Anyway, what all this means is that they whole of the standard shell (BASH), all the commands like base64, basename, cat, chgrp, chmod, chown, chroot, cksum, comm, cp, csplit, cut, date, dd, df, dir, dircolors, dirname, du, echo, env, expand, expr, factor, false, fmt, fold, groups, head, hostid, hostname, id, install, join, kill, link, ln, logname, ls, md5sum, mkdir, mkfifo, mknod, mv, nice, nl, nohup, od, paste, pathchk, pinky, pr, printenv, printf, ptx, pwd, readlink, rm, rmdir, seq, sha1sum, sha224sum, sha256sum, sha384sum, sha512sum, shred, shuf, sleep, sort, split, stat, stty su, sum, sync, tac, tail, tee, test, touch, tr, true, tsort, tty, uname, unexpand, uniq, unlink, uptime, users, vdir, wc, who, whoami, yes, haha are in the coreutils package.
And all I have talked about there is two packages but those two literally cover the base of any shell use.
You might be interested to know that across Linux this is true but when you switch to BSD there is minor differences in the simplest of commands (for instance ls). Nevertheless you will still be able to work the shell and use the commands.
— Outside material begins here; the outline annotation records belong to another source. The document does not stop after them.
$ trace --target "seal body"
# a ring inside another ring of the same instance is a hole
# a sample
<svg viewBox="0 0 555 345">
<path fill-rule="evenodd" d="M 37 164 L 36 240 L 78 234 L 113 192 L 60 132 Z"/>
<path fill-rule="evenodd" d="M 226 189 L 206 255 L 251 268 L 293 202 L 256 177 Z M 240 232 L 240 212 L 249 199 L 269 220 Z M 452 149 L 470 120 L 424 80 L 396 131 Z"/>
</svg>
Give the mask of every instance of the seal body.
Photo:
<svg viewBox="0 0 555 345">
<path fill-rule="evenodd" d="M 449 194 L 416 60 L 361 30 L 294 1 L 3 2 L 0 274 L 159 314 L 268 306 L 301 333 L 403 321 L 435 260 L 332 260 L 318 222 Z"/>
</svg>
Now to the reason I said almost yes .. hehe. When you are installing/removing packages, you need to use the package management on the system. So on debian based systems its normally apt, on redhat based systems its normally rpm (and more modernly yum). So there is some differences but again these are minor and can be overcome.
Enjoy!
2007-06-04, 10:11 PM
What znx said... :)
Seriously, though, you really can transfer 99.99% of your command line knowledge from one distro to the other. The only real differences are the commands for installing software.
Even if you do hop over to a BSD-based system, you'll find some things that are different and seem quirky, but once you've got the basics you're well on the way!